Saat ini, ekonomi kreatif merupakan salah satu penggerak utama perekonomian di Indonesia. Ekonomi kreatif lebih bertumpu kepada ide-ide kreatif pemikiran manusia, berbeda dengan sektor ekonomi lain yang berdasar eksploitasi sumber daya alam. Itulah sambutan pembukaan Mariaman Purba untuk memulai Focus Group Discussion (FGD) tentang Finalisasi Rancangan Peraturan Presiden tentang Rencana Induk Pengembangan Ekonomi Kreatif Nasional 2017—2025 di Ambon pada 9 Desember 2016. Mariaman menyatakan rencana induk ini akan mengarahkan kebijakan intervensi Badan Ekonomi Kreatif (Bekraf) dalam 16 subsektor industri kreatif. Diskusi itu mengundang beberapa pihak sesuai formula dalam pengembangan Ekonomi Kreatif, yaitu Academics, Business, Community, Government, dan Media.
Sebagai pemantik diskusi, dihadirkan dua narsumber yaitu Hamdan yang memaparkan “Urgensi Pembentukan Rencana Induk Pengembangan Ekonomi Kreatif Nasional”. Hamdan menegaskan, untuk mencapai target RPJMN 2015—2019, terdapat urgensi pembentukan karena telah berakhirnya Instruksi Presiden tentang Pengembangan Ekonomi Kreatif tahun 2009—2015 serta perlunya sinkronisasi dan sinergi antara kementerian dan lembaga. Sementera itu, Muhammad Faiz Azis menjelaskan “Pentingnya Partisipasi Publik dan Substansi Rancangan Peraturan Presiden”. Azis memulai presentasinya dengan menyatakan bahwa “tetes tinta” pembentuk Perpres ini akan mengatur seluruh kegiatan ekonomi kreatif di Indonesia, termasuk pelaku ekonomi kreatif dan pemerintah daerah. Untuk itu, konsultasi publik penting menerima saran dan kritik dalam meningkatkan kualitas regulasi yang akan dibentuk. Azis memaparkan pertimbangan pembentukan Perpres ini adalah mendorong daya saing nasional melalui pemanfaatan kreativitas dan inovasi menghasilkan, perlindungan hukum terhadap kekayaan intelektual, serta pemanfaatan bonus demografi berupa jumlah penduduk usia produktif akan tumbuh pesat.

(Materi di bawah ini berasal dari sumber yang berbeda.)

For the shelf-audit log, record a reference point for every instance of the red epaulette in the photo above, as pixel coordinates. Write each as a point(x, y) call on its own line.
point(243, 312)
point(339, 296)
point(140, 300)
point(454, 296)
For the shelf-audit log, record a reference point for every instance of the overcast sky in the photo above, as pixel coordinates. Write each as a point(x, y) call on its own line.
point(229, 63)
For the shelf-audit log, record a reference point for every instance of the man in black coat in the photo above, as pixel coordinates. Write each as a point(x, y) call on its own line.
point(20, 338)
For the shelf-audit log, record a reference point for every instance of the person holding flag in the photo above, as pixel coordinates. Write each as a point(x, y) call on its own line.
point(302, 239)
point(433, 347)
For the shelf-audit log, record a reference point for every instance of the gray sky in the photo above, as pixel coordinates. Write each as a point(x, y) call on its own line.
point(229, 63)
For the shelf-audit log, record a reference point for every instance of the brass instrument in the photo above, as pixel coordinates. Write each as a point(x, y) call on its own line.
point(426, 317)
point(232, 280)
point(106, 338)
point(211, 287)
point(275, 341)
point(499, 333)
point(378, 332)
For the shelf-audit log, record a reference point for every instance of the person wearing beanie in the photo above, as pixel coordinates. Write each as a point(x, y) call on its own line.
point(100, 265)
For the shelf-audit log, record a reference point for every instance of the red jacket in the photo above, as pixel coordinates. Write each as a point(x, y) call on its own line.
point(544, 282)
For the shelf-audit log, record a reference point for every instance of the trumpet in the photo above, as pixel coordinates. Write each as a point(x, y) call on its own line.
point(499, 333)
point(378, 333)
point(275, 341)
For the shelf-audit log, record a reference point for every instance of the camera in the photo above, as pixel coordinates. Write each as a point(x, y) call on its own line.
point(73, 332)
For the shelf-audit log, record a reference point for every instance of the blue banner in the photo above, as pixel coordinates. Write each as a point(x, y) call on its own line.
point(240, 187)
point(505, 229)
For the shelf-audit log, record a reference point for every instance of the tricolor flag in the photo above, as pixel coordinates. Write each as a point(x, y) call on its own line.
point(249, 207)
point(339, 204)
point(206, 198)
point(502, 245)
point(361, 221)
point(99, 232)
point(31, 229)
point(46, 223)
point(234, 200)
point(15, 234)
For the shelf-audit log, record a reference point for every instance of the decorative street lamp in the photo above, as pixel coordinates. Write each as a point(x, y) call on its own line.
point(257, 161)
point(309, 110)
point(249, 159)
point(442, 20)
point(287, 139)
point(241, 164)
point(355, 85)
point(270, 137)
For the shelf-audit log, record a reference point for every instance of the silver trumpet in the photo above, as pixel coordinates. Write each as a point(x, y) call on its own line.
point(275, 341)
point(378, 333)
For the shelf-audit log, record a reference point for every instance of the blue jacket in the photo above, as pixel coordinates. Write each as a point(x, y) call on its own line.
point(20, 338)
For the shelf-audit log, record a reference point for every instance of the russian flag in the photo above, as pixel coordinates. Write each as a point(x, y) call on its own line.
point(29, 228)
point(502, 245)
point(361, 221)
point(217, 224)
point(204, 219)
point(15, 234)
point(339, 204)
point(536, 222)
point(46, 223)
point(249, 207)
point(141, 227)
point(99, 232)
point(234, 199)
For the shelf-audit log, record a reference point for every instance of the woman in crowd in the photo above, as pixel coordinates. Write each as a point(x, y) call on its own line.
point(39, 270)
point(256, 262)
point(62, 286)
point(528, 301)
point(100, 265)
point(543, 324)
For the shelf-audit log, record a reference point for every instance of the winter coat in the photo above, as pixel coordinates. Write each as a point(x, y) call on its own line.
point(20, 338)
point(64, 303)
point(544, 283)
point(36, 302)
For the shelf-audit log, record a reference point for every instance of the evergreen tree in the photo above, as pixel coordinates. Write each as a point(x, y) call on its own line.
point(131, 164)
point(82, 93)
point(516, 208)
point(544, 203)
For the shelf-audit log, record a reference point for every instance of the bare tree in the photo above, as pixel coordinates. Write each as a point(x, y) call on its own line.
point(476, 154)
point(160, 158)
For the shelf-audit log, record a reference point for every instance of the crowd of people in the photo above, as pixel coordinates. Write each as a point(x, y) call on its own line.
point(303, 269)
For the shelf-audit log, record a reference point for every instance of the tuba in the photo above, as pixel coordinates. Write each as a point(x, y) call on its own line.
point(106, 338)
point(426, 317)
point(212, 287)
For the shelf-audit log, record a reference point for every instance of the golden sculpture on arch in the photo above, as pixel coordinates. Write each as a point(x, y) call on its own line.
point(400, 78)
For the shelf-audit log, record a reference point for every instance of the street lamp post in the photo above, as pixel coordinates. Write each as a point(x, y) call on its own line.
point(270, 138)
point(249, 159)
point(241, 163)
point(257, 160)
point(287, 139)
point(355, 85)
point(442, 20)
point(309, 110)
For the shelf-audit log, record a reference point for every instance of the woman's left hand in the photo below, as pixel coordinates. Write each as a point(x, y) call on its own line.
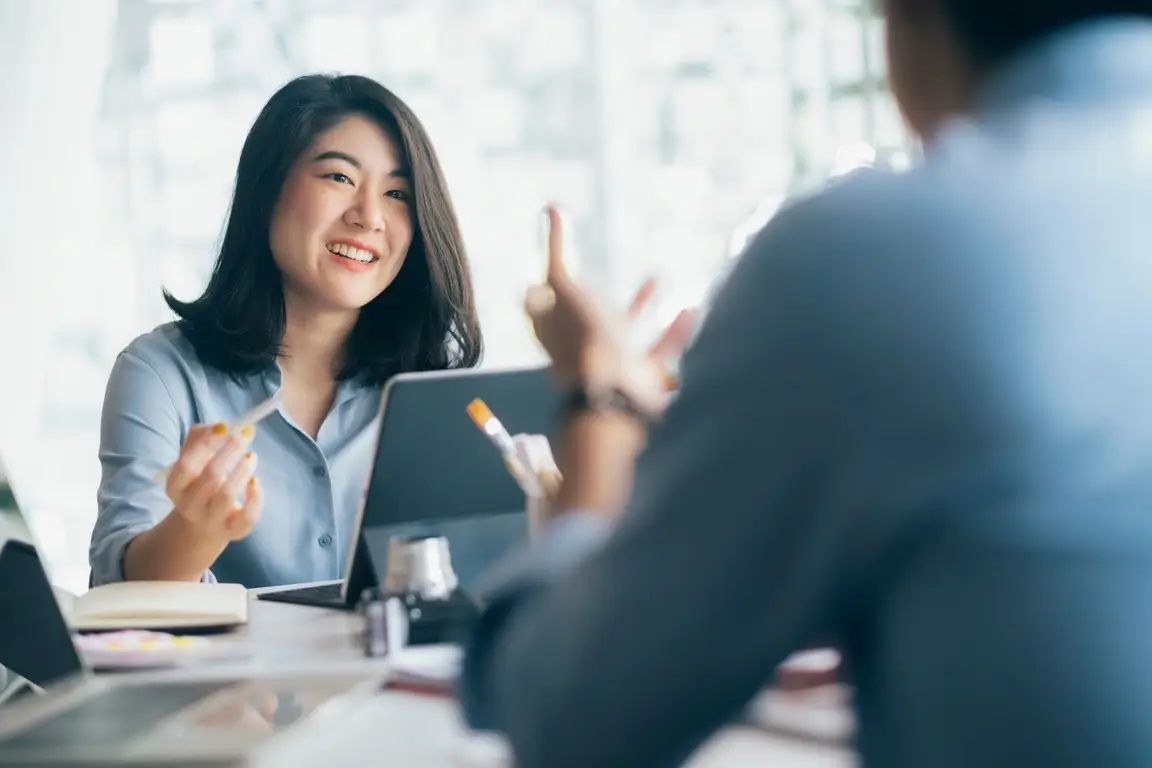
point(589, 344)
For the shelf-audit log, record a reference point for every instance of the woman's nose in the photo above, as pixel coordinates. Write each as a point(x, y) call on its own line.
point(366, 214)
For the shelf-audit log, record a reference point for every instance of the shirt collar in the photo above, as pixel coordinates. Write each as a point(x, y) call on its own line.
point(346, 388)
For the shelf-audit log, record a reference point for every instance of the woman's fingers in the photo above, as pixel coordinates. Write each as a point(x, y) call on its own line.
point(217, 471)
point(227, 500)
point(244, 519)
point(556, 270)
point(199, 447)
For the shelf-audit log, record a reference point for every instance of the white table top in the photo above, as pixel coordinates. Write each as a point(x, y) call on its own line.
point(421, 731)
point(404, 729)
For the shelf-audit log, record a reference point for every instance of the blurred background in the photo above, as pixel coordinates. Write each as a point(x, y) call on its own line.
point(669, 130)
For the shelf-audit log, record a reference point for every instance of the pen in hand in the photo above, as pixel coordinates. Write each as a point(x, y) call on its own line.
point(491, 426)
point(250, 418)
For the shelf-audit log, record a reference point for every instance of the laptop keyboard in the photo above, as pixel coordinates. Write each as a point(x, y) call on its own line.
point(320, 593)
point(115, 716)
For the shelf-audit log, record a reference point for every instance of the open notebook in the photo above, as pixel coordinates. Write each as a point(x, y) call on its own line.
point(169, 606)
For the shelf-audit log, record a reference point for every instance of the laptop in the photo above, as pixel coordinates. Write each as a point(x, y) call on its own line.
point(436, 473)
point(145, 717)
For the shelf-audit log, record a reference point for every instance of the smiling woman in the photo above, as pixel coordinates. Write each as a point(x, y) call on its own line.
point(341, 265)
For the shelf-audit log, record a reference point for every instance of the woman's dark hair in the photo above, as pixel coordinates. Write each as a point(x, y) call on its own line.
point(425, 320)
point(992, 30)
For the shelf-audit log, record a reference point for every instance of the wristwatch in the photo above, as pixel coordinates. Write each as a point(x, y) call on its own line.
point(584, 397)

Dalam sesi diskusi, perwakilan Ditjen Harmonisasi Kemenkumham mengingatkan pentingnya melakukan harmonisasi dengan peraturan yang telah diatur oleh kementerian dan lembaga lain, maka penting segera diajukan dalam Program Penyusunan Perpres Prioritas Tahun 2017. Sementera itu, para pelaku ekonomi kreatif secara umum mengeluhkan kesulitan dalam akses pembiayaan dan pemasaran karya kreatif yang telah dihasilkan. Misalnya, mereka menyatakan tidak cukup hanya mendeklarasikan Ambon sebagai kota musik, tindak lanjut dari labelisasi itu harus dipikirkan juga oleh pemerintah dengan membuat aturan baru di tingkat pemerintah daerah. Azis menanggapi bahwa tidak semua kendala implementasi harus diselesaikan dengan pembentukan dan perubahan peraturan, terkadang perbaikan prosedur teknis dan pemutakhiran teknologi cukup menjadi solusi bagi usaha kreatif di daerah.